Today, I’d like to talk about resilience to failure, which is a major theme of a recent patent Qumulo has been awarded.
In Qumulo’s distributed system, we have two resources of critical importance for reliably storing our users’ files. First, is storage media. This may be SSD, HDD, or even cloud blob storage. For my purposes here, we’ll just call any independently addressable and independently failing unit of storage a disk. Next, we need a network attached server (compute), which we use to run our software, as well as address both the user and the disks. This might be a physical machine in a data center, or a virtual machine in the public cloud. Together, we call all the servers and storage available to our software the cluster.
All hardware fails, and all services can lose data.
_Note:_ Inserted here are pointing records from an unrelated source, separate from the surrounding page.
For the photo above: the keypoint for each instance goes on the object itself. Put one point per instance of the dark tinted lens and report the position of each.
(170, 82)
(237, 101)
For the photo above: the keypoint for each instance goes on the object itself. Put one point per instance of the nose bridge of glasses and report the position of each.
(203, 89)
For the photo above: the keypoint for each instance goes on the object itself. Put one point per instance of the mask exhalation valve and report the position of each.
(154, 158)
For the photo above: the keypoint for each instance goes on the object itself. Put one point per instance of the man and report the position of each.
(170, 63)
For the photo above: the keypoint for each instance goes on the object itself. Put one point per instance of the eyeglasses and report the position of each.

It is Qumulo’s responsibility to maintain full operability through any reasonable combination of failures, and to never lose customer data. For each cluster, we define some concurrent server and disk failures, which we must support based on the customer’s needs. We then use a technique known as erasure coding to protect customers from both server and disk failures. I highly recommend you read our post on erasure coding if you have not, but I will summarize the most important points here.
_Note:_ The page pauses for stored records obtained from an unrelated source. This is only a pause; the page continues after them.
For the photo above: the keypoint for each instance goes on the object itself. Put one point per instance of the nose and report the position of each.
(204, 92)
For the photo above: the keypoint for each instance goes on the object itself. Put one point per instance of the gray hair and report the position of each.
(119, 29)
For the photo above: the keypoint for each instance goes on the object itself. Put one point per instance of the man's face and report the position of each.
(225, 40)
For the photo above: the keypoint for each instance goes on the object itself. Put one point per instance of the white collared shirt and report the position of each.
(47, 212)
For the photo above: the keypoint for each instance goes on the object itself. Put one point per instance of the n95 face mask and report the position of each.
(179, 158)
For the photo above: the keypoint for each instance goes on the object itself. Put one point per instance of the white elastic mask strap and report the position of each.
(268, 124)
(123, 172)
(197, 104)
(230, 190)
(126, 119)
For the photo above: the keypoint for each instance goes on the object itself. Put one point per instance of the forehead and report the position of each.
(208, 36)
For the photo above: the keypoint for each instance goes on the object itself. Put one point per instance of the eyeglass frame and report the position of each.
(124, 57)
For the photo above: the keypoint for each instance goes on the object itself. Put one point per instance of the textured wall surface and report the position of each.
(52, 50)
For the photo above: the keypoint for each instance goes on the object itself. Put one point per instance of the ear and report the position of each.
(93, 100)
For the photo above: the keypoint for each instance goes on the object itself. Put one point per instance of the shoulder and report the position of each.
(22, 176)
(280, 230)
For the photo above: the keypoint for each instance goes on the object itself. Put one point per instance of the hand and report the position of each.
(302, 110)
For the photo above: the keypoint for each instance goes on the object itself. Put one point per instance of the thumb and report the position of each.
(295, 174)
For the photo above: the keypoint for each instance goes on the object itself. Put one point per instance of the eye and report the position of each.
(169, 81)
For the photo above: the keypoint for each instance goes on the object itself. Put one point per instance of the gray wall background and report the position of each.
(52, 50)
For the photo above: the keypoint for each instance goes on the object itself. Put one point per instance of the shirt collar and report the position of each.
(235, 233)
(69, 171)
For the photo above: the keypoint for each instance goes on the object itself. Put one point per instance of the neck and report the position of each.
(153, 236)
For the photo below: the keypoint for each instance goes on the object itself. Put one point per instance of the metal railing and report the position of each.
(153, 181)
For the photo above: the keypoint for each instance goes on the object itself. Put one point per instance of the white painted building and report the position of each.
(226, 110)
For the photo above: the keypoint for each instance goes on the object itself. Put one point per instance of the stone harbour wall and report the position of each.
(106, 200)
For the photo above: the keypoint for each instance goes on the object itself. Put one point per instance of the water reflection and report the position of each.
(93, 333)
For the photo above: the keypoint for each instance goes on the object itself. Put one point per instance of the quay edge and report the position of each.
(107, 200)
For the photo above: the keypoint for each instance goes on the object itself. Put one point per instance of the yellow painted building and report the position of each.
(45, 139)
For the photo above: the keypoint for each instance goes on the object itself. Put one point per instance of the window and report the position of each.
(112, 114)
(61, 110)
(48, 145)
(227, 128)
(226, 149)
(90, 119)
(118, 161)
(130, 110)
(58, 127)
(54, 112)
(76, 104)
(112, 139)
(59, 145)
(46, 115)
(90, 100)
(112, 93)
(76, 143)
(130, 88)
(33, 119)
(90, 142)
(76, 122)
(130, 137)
A key concept in fault-tolerant redundant file systems like Qumulo is “efficiency”. This refers to the amount of data a customer can store on the cluster after discounting for space needed by the file system software. On-prem, disks are always attached to servers, and therefore if the server was unavailable, so was the data. That limits the maximum efficiency of any encoding based scheme used to protect data. For example, a four server cluster can only have data encoded with 75% efficiency if the customer wants to keep operating with read-only access to all data with 1 server offline. If we want to write to some fraction of the storage offline, we become limited to encoding with no more than 66% efficiency.
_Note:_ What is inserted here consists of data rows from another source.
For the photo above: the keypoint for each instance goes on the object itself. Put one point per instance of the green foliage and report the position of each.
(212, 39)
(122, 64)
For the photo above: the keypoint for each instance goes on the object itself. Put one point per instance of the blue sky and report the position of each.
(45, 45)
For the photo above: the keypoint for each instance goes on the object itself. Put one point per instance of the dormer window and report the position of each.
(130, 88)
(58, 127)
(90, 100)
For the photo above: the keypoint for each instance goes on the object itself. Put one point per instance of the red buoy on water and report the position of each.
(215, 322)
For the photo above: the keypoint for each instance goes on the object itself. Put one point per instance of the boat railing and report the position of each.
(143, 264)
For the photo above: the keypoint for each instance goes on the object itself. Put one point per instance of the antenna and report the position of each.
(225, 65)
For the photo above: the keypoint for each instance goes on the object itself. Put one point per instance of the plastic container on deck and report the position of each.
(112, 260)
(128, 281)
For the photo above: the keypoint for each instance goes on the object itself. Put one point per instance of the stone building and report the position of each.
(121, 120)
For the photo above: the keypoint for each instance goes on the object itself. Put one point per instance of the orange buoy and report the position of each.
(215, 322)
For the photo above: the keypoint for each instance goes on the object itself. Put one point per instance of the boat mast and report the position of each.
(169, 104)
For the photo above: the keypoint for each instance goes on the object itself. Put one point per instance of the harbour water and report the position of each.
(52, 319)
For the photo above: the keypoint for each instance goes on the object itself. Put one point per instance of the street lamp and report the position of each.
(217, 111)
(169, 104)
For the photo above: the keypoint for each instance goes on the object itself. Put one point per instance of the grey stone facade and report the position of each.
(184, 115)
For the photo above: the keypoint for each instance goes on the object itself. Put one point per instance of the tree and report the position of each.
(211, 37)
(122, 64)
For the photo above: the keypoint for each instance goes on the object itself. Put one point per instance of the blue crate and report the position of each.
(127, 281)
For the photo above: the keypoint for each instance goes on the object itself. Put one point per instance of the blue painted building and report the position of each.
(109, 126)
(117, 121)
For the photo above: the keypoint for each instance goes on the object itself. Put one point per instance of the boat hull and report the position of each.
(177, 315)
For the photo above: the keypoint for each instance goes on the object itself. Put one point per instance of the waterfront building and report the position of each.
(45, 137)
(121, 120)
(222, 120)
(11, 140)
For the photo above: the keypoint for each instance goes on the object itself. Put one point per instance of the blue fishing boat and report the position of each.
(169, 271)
At moderate scales, an eight server cluster allowing for two concurrent server failures has the same encoding efficiency restrictions as the four server cluster allowing for one server failure. You can proportionally extrapolate this argument to larger and larger cluster sizes.
Our solution to this problem was to carefully model the mean time to data loss (MTTDL) with various combinations of server and disk failures, then to only allow configurations that exceed a very high threshold. On large clusters, encoding efficiency can be as high as 90%.
That solution is as close to optimal as possible on-premise, but we can do better in the cloud. In the cloud, Qumulo uses remote storage. Qumulo on Azure as a Service uses Azure Blob Storage for its storage needs. Since Qumulo’s storage is not physically in the server, our service can apply all the same logic above to disks instead. Because there are proportionally many more disks than servers in a typical cluster, our service can reach much higher efficiency at small scales. We could theoretically hit that 90% efficiency marker on our smallest scale Azure cluster. On clouds with reliable storage media like Azure, we may even hit 95% efficiency.
Our engineering team recently delivered a product improvement leveraging this patented approach. “Floating disks” enables Qumulo as a Service to reassign remote storage to a different server if the server previously hosting it goes offline. This will allow us to support anything less than 50% of servers failing simultaneously, while allowing us to be much more efficient at small scales. This is what it looks like to build a truly cloud native storage service.